The road to full equality is expected to be treacherous, with numerous potholes and landmines to navigate around.
President Bush steadfastly opposes same-sex marriage. “Marriage is a sacred institution between a man and a woman,” Bush said. “If activist judges insist on re-defining marriage by court order, the only alternative will be the constitutional process. We must do what is legally necessary to defend the sanctity of marriage.” Consequently, the President has endorsed, and is encouraging, a federal constitutional amendment aimed at prohibiting gays and lesbians from ever marrying legally and thus, relegating the lgbt community to second-class status. If successful, such action would for the first time enshrine discrimination into the nation’s most hallowed document.

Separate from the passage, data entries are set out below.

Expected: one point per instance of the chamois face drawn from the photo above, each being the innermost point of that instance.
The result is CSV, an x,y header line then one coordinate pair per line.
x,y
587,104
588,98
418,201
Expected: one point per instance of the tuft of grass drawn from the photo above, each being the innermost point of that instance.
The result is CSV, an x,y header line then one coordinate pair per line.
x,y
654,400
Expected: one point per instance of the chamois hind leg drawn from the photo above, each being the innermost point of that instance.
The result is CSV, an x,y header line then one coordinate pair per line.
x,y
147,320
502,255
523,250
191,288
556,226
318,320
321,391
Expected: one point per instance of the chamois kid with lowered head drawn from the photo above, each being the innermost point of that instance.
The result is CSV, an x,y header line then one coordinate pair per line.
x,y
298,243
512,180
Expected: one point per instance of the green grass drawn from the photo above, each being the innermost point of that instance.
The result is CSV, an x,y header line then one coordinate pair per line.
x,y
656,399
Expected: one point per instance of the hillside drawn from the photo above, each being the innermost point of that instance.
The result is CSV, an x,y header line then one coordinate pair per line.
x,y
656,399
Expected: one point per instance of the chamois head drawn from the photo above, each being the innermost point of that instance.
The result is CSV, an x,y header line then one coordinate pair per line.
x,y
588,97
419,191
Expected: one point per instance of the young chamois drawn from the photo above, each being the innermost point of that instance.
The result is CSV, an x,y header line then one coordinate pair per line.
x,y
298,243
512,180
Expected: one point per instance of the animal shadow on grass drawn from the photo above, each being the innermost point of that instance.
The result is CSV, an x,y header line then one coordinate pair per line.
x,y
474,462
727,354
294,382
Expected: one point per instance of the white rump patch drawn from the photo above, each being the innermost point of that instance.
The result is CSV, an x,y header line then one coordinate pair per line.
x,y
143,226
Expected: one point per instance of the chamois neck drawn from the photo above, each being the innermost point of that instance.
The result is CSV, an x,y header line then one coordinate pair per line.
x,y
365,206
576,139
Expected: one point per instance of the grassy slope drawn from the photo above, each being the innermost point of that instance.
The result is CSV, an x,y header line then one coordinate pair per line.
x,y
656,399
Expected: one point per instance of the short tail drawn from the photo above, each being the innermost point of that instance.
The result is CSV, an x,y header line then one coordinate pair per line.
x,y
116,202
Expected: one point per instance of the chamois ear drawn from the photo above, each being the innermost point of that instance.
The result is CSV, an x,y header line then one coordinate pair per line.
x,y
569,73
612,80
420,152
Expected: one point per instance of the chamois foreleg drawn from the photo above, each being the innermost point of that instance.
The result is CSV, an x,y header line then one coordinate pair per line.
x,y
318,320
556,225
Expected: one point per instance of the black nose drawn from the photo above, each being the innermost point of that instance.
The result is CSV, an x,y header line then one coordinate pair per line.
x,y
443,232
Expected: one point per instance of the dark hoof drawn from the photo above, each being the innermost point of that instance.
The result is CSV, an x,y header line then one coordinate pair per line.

Moreover, the issue in Massachusetts is far from settled. In an effort to undo the court’s decision, the legislature, during an acrimonious session, passed a state constitutional amendment defining marriage as a union between a man and a woman. It must successfully pass a similar amendment next year, and the people will vote by referendum in 2006. It is therefore possible that all these marriages have begun one minute after midnight on May 17 in Cambridge and continuing on throughout the state may be voided, and no further same-sex couples will be legally permitted to marry.
In addition, many other states are seeking similar measures to prevent same-sex marriages. Some in “battleground” states will be placing the issue right smack on the ballot in November—a cynical attempt by Republicans to force the question and bring out those pesky religious fundamentalists to the polls. Other states are scrambling to ensure that same-sex marriages performed in Massachusetts would not be recognized in their own backyards.
Most polls taken since the now famous ruling by the Massachusetts Supreme Judicial Court last summer and reaffirmed in February indicate that, when asked, approximately three out of five in the U.S. oppose same-sex marriage. That’s the result when people are confronted with the issue directly. However, I believe the data is skewed negatively in this particular matter.
With steadily rising gasoline prices, an incredibly horrific turn of events in Iraq, an economic recovery muted by declining consumer confidence, the loss of jobs, our prestige abroad all but eliminated, not to mention legitimate concerns for their own marriages and families, it is highly unlikely that same-sex marriage is a prominent issue around the dinner tables in heterosexual households.
When the news hit on May 17 that “gay marriages” were taking place, some of the potential incendiary rhetoric was muffled by the other weighty stories. At the various courthouses in Massachusetts that day, there were a few disorganized and ineffective demonstrations from the “God Hates Fags” crowd. Although TV stations were careful to include the voices of gay rights opponents as part of their coverage, these demonstrators too had to take a back seat to the other news of the day.
Having these marriages take place is crucial. It is somewhat more difficult politically and morally to remove rights once they are obtained. The country must see once and for all that the world will not come to an end now that lesbians and gay men are allowed to marry. As one happy member of a newly-married couple put it, “I can’t see how the world would shake if two middle-aged women opened up a checking account together.”
That is the message that must flow from this historic day. The nation’s problems will be there, same-sex marriages or not. The good things in life will be there, same-sex marriages or not. There are larger problems facing most Americans.
So when hundreds of ecstatic gay and lesbian couples received marriage certificates, America merely shrugged. And that’s the way it should be.